Id. at 1390 (citation omitted). Likewise, we will not rewrite Sullivan's policy with Fire Insurance, see Cyprus, 74 P.3d at 299, where the policy unambiguously excludes coverage for invasion of privacy based on intentional conduct. See Progressive Specialty, 148 P.3d at 474 (we construe insurance policies so that all provisions are harmonious and none is rendered meaningless); see also Lincoln General Ins. Co. v. Bailey, 224 P.3d 336, 339, 2009 WL 1331094 (Colo.App.

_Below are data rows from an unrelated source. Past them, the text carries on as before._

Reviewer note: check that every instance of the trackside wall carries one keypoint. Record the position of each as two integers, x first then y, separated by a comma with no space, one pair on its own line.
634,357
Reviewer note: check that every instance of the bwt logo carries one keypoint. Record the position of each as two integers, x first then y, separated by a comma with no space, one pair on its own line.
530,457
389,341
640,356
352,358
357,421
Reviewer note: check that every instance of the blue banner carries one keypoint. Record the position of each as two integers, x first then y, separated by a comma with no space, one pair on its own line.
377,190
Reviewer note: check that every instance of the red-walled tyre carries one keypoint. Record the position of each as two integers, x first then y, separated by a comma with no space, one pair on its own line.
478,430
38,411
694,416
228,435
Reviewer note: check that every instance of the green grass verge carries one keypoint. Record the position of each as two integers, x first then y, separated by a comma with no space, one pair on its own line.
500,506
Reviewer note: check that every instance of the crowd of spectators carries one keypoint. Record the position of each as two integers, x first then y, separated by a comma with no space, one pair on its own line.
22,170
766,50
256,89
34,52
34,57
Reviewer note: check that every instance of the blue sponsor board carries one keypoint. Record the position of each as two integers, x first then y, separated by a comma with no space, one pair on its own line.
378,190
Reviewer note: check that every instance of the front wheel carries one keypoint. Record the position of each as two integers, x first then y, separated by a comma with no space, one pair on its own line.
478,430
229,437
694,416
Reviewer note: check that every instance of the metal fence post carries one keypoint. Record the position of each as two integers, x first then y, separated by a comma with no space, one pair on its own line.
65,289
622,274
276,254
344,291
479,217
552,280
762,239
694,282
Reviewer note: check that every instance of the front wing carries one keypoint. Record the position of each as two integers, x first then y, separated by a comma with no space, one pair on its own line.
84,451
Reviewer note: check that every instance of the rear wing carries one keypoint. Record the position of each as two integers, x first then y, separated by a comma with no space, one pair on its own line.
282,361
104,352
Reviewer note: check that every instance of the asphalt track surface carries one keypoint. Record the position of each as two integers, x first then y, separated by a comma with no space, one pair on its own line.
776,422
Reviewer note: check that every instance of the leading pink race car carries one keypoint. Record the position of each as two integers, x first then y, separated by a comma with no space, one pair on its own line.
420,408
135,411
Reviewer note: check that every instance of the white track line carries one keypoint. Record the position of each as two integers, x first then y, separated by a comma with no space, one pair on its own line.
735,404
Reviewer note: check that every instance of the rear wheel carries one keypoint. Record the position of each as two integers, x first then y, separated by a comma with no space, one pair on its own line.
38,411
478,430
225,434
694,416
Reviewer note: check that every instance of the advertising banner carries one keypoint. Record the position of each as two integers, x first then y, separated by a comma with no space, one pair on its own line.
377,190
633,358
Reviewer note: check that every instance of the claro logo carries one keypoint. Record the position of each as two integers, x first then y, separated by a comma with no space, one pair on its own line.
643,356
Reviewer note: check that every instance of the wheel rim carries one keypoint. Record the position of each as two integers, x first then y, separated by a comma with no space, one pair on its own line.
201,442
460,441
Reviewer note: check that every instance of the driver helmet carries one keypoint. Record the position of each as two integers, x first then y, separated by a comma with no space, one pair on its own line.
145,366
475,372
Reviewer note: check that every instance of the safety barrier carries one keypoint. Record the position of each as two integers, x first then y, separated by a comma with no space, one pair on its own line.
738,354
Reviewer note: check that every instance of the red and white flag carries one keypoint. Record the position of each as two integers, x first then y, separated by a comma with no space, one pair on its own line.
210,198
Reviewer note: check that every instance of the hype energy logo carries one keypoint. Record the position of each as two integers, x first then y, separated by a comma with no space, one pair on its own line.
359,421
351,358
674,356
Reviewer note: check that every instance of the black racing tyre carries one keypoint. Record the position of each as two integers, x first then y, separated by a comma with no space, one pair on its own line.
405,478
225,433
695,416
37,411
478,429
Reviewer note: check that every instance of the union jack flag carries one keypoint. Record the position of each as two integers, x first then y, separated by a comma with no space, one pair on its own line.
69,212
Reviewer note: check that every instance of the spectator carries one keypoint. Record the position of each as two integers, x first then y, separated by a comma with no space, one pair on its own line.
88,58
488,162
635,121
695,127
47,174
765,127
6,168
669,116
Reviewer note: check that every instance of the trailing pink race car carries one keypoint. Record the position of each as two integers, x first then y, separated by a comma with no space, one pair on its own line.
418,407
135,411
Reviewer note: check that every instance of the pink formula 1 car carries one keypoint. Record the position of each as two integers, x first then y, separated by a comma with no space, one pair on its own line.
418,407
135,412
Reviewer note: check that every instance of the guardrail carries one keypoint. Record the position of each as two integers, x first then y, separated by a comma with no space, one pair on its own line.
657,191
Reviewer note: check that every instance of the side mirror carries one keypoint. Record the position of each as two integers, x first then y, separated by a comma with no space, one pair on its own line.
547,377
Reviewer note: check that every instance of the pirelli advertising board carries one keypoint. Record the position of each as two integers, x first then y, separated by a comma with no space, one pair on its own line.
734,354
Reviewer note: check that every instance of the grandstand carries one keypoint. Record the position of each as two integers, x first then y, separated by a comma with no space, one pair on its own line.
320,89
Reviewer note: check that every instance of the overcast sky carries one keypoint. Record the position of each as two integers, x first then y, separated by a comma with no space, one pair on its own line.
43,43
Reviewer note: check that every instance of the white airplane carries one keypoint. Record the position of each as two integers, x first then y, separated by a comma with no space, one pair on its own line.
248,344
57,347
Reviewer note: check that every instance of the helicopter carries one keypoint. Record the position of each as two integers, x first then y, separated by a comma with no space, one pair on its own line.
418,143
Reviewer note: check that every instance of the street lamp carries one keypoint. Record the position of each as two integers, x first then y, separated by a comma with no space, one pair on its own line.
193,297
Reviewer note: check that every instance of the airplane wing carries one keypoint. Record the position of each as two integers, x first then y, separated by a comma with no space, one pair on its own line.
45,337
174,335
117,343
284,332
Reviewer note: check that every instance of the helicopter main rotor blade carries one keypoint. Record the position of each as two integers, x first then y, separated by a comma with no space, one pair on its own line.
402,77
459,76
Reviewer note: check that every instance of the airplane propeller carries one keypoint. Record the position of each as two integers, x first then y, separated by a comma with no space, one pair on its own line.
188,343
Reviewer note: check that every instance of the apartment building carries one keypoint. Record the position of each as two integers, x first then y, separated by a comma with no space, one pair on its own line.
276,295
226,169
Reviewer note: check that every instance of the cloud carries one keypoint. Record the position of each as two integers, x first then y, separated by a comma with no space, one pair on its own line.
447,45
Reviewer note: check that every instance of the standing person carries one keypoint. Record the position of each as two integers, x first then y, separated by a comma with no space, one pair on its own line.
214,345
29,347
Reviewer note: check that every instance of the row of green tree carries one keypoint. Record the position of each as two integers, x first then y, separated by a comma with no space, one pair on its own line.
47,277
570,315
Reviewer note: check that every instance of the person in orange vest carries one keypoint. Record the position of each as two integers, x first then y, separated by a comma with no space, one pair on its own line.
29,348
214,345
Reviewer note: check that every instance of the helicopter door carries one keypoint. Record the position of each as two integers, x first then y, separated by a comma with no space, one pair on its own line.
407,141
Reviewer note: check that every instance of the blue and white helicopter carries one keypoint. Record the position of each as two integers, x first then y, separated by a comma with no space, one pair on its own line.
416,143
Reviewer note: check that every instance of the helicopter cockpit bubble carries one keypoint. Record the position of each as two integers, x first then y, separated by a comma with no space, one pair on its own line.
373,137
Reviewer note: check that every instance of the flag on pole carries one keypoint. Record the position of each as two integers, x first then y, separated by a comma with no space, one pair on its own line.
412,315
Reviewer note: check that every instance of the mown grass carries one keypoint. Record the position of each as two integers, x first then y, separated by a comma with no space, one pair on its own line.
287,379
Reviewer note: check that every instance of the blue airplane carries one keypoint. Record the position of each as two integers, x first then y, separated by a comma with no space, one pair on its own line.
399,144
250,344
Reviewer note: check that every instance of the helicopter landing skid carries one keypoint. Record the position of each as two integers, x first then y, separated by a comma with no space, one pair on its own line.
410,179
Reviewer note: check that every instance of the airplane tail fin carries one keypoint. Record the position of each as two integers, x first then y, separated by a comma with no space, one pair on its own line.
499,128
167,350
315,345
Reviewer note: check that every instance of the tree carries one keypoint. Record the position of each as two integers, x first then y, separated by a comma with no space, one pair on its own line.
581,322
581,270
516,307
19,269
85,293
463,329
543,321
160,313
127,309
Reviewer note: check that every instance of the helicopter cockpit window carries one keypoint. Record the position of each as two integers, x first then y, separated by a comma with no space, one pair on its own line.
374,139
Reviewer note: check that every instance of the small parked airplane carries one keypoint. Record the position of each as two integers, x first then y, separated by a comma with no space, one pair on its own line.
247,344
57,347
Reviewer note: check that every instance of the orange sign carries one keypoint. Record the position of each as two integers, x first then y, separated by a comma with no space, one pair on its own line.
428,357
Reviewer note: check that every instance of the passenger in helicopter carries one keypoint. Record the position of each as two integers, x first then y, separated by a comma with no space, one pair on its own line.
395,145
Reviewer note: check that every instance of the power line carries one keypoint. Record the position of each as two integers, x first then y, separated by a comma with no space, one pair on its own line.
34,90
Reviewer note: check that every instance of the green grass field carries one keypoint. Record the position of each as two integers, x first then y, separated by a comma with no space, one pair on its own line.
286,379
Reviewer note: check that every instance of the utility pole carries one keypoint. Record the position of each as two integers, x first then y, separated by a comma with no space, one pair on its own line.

No. 08CA0371, May 14, 2009)(doctrine of reasonable expectations is an interpretative tool used to resolve an ambiguity, and where an exclusion in a policy is unambiguous, the doctrine does not apply).

Given our conclusion that Bentley was correctly decided and is applicable here, we discern nothing in the out-of-state cases relied on by Sullivan that would compel us to reach a contrary result.

IV. Public Policy

Both parties make extensive arguments based on public policy. On the one hand, Fire Insurance contends that extending coverage to Sullivan's conduct here would run afoul of longstanding public policy in Colorado not to allow or promote coverage for harmful, wanton, or malicious intentional torts. On the other hand, Sullivan contends that a result granting coverage here would not run afoul of public policy.

Because we have concluded, based on Bentley, that the policy language here unambiguously excludes coverage for the torts alleged by the victim in her complaint, we need not address in detail the parties' arguments regarding public policy. Nonetheless, we note that the Colorado Supreme Court has specifically stated that "[t]he purpose of the exclusion of intentional injuries from coverage is to prevent extending to the insured a license to commit harmful, wanton or malicious acts. This purpose serves a valid public policy." Am. Family Mut. Ins. Co. v. Johnson, 816 P.2d 952, 957 (Colo.1991) (citations omitted).

The judgment is affirmed.

Judge BOORAS and Judge ROTHENBERG* concur.


* Sitting by assignment of the Chief Justice under provisions of Colo. Const. art. VI, § 5(3), and § 24-51-1105, C.R.S.2008.